Loads providers information into R.

Description

Loads providers information into the R environment.

Usage

load_prv(
  file,
  merge_id = "EMPI",
  sep = ":",
  id_length = "standard",
  perc = 0.6,
  na = TRUE,
  identical = TRUE,
  nThread = parallel::detectCores() - 1,
  mrn_type = TRUE
)

Arguments

file

string, full file path to Prv.txt.

merge_id

string, column name to use to create ID_MERGE column used to merge different datasets. Defaults to EPIC_PMRN, as it is the preferred MRN in the RPDR system.

sep

string, divider between hospital ID and MRN. Defaults to :.

id_length

string, indicating whether to modify MRN length based-on required values id_length = standard, or to keep lengths as is id_length = asis. If id_length = standard then in case of MGH, BWH, MCL, EMPI and PMRN the length of the MRNs are corrected accordingly by adding zeros, or removing numeral from the beginning. In other cases the lengths are unchanged. Defaults to standard.

perc

numeric, a number between 0-1 indicating which parsed ID columns to keep. Data present in perc x 100% of patients are kept.

na

boolean, whether to remove columns with only NA values. Defaults to TRUE.

identical

boolean, whether to remove columns with identical values. Defaults to TRUE.

nThread

integer, number of threads to use to load data.

mrn_type

boolean, should data in MRN_Type and MRN be parsed.

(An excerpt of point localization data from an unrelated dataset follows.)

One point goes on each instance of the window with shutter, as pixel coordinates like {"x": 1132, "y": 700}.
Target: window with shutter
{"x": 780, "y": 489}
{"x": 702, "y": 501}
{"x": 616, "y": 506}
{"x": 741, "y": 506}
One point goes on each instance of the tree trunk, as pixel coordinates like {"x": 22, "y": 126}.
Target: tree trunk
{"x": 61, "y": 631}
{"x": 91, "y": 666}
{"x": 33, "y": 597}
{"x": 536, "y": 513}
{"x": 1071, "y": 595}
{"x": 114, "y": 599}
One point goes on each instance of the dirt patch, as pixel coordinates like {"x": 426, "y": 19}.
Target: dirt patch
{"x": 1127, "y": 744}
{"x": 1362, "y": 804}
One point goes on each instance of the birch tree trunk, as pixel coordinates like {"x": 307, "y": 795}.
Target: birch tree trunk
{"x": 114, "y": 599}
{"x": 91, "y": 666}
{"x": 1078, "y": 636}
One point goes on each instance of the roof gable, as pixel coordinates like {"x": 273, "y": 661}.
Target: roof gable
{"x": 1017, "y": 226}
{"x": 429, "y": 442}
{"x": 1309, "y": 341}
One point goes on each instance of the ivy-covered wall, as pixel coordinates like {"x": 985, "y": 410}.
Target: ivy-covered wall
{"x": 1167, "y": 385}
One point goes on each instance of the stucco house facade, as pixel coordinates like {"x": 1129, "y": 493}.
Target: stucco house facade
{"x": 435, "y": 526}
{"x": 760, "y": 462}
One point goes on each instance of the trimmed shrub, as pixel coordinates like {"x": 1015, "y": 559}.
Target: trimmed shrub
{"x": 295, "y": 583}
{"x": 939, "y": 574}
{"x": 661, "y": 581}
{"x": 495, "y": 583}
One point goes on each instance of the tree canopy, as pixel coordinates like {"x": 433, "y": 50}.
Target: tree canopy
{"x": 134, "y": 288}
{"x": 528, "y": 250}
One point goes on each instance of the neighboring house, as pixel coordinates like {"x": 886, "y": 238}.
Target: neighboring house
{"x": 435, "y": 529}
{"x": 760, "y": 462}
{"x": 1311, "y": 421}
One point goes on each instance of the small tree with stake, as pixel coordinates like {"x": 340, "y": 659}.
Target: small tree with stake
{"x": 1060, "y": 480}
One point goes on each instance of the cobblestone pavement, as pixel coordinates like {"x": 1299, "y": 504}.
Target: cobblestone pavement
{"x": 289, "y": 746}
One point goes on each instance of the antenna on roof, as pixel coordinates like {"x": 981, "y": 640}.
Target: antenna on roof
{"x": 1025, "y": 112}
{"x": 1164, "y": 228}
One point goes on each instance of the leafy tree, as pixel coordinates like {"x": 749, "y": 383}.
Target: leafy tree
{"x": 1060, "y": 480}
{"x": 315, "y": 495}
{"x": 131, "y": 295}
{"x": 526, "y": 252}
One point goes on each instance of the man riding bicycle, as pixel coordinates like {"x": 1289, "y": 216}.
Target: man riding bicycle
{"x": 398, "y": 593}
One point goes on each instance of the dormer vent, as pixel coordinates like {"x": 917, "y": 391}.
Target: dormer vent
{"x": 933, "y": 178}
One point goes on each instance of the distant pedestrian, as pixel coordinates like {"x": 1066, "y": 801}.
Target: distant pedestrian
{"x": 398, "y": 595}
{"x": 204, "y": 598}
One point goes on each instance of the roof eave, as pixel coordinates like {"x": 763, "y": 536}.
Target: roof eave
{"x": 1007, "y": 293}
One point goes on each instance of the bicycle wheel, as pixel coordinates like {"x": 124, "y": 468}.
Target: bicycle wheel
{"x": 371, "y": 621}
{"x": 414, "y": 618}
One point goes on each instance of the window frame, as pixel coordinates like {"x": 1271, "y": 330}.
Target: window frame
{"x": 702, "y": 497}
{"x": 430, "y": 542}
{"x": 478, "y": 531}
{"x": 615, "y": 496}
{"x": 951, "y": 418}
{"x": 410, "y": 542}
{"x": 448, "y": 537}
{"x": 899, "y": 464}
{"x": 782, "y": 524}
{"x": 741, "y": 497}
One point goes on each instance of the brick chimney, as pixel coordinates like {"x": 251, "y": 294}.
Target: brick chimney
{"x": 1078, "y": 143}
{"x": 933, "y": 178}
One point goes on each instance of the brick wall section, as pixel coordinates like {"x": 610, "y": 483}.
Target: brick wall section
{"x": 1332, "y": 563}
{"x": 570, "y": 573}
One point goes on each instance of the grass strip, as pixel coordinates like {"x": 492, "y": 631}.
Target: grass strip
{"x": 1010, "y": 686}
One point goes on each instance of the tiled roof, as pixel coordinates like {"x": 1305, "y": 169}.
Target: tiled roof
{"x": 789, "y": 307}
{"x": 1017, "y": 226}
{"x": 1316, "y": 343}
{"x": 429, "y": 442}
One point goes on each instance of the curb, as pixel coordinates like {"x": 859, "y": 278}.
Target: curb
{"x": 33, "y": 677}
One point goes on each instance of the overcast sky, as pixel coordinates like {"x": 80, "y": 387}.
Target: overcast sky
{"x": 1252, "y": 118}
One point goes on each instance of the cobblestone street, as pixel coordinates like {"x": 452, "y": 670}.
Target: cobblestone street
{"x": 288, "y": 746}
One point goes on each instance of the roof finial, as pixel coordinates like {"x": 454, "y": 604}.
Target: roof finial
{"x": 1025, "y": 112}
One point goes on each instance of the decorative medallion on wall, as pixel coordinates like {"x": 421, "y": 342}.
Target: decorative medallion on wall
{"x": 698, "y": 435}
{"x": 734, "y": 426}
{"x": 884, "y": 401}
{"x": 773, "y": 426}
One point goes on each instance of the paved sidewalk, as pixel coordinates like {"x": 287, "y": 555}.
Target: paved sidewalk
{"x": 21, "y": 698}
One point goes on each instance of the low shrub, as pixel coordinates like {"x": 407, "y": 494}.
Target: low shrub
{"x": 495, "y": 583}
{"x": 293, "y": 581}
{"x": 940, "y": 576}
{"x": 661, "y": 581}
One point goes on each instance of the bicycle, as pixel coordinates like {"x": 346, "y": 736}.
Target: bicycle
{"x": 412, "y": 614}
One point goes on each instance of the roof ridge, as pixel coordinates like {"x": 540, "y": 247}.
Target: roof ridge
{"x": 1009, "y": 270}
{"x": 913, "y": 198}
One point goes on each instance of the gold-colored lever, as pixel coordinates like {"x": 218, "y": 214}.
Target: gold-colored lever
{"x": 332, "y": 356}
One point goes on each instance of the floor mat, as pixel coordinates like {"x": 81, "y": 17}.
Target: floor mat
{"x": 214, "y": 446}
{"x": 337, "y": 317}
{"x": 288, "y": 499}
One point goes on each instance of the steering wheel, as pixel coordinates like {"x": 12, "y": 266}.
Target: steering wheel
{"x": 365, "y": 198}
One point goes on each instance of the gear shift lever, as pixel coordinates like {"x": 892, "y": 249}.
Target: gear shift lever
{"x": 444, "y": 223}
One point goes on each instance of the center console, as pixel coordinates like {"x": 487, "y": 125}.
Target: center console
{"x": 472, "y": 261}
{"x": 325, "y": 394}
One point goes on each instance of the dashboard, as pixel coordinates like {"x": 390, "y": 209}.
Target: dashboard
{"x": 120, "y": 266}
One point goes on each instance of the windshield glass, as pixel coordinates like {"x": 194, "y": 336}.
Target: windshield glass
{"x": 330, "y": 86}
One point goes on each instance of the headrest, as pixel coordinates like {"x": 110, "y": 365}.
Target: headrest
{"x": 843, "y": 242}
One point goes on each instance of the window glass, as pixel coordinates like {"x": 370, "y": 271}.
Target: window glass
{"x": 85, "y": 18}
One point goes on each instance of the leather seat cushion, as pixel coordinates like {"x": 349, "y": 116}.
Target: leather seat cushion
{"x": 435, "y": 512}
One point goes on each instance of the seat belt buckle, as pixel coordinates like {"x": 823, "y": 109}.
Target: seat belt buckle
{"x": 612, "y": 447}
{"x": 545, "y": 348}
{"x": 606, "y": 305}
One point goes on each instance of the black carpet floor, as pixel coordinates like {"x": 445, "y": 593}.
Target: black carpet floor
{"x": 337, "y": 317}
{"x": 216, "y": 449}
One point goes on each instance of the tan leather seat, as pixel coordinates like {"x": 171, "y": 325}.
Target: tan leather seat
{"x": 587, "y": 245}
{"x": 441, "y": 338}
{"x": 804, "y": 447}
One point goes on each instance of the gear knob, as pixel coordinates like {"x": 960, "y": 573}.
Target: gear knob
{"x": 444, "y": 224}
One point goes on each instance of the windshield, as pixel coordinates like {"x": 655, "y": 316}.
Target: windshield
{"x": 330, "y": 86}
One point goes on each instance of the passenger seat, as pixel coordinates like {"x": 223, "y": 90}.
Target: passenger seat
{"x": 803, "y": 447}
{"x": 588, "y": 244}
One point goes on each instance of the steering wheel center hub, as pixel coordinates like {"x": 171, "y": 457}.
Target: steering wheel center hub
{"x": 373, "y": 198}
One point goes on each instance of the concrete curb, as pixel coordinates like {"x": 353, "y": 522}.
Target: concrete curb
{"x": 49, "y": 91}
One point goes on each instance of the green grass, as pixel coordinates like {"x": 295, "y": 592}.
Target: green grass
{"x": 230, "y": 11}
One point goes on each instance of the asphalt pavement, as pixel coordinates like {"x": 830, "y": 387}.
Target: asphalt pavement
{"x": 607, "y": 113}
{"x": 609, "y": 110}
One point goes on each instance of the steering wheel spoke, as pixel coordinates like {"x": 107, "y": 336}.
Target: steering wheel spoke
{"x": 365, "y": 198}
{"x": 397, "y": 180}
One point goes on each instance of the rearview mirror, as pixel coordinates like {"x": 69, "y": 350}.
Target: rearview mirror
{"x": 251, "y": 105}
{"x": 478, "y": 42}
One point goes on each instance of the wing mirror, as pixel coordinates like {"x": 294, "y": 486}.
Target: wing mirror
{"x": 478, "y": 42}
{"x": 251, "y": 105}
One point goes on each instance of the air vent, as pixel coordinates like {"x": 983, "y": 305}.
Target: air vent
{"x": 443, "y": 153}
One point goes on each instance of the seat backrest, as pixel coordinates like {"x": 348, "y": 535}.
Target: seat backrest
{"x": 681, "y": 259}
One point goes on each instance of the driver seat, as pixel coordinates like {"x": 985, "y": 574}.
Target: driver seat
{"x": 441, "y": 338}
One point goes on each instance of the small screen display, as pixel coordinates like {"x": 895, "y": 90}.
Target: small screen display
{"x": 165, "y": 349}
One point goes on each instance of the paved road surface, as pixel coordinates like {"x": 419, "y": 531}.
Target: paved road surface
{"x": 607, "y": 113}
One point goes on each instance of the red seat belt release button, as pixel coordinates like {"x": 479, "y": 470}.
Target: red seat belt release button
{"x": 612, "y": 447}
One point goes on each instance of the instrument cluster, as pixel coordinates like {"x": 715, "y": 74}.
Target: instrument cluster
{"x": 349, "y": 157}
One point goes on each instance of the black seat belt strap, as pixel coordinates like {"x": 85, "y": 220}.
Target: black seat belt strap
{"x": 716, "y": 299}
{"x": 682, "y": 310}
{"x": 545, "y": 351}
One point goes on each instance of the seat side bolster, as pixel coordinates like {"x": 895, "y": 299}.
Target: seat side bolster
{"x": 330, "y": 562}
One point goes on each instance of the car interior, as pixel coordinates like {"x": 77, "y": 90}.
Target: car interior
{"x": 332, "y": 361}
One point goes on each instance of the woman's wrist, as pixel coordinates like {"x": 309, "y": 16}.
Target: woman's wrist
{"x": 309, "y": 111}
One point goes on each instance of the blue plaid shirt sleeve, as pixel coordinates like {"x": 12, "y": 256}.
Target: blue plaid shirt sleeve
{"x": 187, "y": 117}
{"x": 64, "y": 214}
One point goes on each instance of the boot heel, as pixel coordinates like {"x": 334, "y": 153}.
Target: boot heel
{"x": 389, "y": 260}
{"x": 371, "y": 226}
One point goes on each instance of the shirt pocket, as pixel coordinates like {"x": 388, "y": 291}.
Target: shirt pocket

Defaults to TURE only for Con.txt, as it is not advised to parse these for all data sources as it takes considerable time.

Value

data table, with provider information data.

ID_MERGE

numeric, defined IDs by merge_id, used for merging later.

ID_con_EMPI

string, Unique Partners-wide identifier assigned to the patient used to consolidate patient information from con datasource, corresponds to EMPI in RPDR. Data is formatted using pretty_mrn().

ID_con_PMRN

string, Epic medical record number. This value is unique across Epic instances within the Partners network from condatasource, corresponds to EPIC_PMRN in RPDR. Data is formatted using pretty_mrn().

ID_con_loc

string, if mrn_type == TRUE, then the data in MRN_Type and MRN are parsed into IDs corresponding to locations (loc). Data is formatted using pretty_mrn().

time_prv_last_seen

POSIXct, Date when the patient was last seen by the provider, corresponds to Last_Seen_Date in RPDR.

prv_name

string, Full name of the provider, corresponds to Provider_Name in RPDR.

prv_rank

string, Provides a quantitative value of provider's level of interaction with the patient. This is calculated using the number of CPT codes for face-to-face visits that the provider has billed for in relation to the patient, corresponds to Provider_Rank in RPDR.

prv_ID

string, Identification code for the provider, including the source institution, corresponds to Provider_ID in RPDR.

prv_ID_CMP

string, Corporate Provider Master ID. This is the unique identifier for a provider across the MGB network, corresponds to CPM_Id in RPDR.

prv_spec

string, Comma-delimited list of the provider's specialties, corresponds to Specialties in RPDR.

prv_pcp

string, Available for BWH and MGH PCPs only. Flag indicating whether the provider is listed as the patient's Primary Care Physician, corresponds to Is_PCP in RPDR.

prv_dep

string, Provider's department, corresponds to Enterprise_service in RPDR.

prv_address1

string, Address of the provider's primary practice, corresponds to Address_1 in RPDR.

prv_address2

string, Additional address information, corresponds to Address_2 in RPDR.

prv_city

string, City of the provider's primary practice, corresponds to City in RPDR.

prv_state

string, State of the provider's primary practice, corresponds to State in RPDR.

prv_zip

string, Mailing zip code of provider's primary practice, corresponds to Zip in RPDR.

prv_phone

string, Telephone number of the provider's primary practice, corresponds to Phone_Ext in RPDR.

prv_fax

string, Fax number of the provider's primary practice, corresponds to Fax in RPDR.

prv_email

string, Primary e-mail address for the provider, corresponds to Email in RPDR.

Examples

## Not run: 
#Using defaults
d_prv <- load_prv(file = "test_Prv.txt")

#Use sequential processing
d_prv <- load_prv(file = "test_Prv.txt", nThread = 1)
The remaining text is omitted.